For a half a second I am thinking he must know her, that he recognized her from somewhere, that he's watching over her, but then the reality side of my brain wakes up and says 'Bullshit. He's going to steal her bag.'

Did you ever watch one of those nature films where the cheetah is trying to run down one of the gazelles? Once the chase begins, the cheetah only looks at that gazelle, at his prey, and the other gazelles, the ones who are not being chased, head off in all directions, looking in all directions except where the one who is being chased is being chased, so it was on this early morning train car.

He kept his eyes on her, he knew that no one else would say anything, he knew us, he knew me that well, he knew we would sit there, the unpersued gazelles, as he moved his hands down around the bag. Seconds went by, a whole minute, he was patient, moving not inch by inch, but in tiny slices of distance.

"Hey, what you doing?" the old woman yelled. "Hey, hey, what the fuck you doing.!??" The guy leaped up and cracked his skull on the overhead handrail, he yelped, "I'm not doing nothing, I'm not doing nothing." He backed down the car holding the top of his head. The old woman was standing now, looking right at him, fists out in front of her. "I wasn't doing nothing." the guy said again. "Shut up, you no good."shouted the woman, "I've seen you now. I've seen you. And now you've made an enemy." The woman took a step around her bags, she put one foot out in the aisle, the big guy was backing away down the car. " Now, sometime I will see you sleeping and I'll take every thing you got." She laughed, "You've got an enemy now. Heh."
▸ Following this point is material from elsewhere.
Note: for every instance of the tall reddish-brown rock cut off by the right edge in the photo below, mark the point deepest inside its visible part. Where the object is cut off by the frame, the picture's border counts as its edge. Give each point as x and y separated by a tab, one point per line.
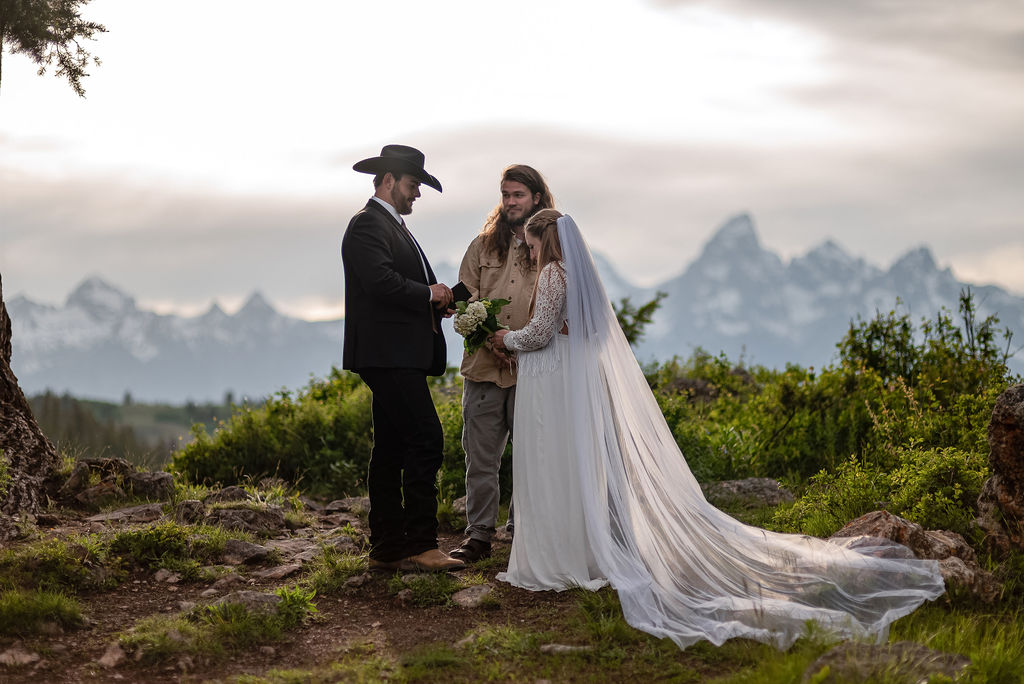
1001	506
The gazelles stayed silent.

The guy slammed his way out of the car at the next stop and the woman, already curled up in her seat, seemed just two breaths away from being fast asleep again. Everything settled down.

I listened to about three sentences of my book before shutting the thing off. The shame of it all began to well up over me. What a brave crew we were, what a valiant soul am I. What a bunch of whimpish bovine creatures we all were. We would have sat right there and watched him swipe that woman's bag. We shouldn't be allowed to ride in the same car with her, we don't have half of her courage. If the same thing had happened to anyone else on that train, do you think they could just roll over and go back to sleep? They'd be shaking and weeping and stunned, not her, she was back to snoozing, in seconds at peace with her world.

The train roared into my stop at Fifty-Ninth Street and I was up and out and halfway up the stairs to the park before the whole shame rolled over me. I would have done nothing, I would have been frozen by my fear of getting a shive in the chest from the wired up junkie with a grudge.

There isn't a herd of gazelles who would have me and now I was going to run a circle around the park. I put the music on my headset on as loud as I could take it, it wasn't loud enough.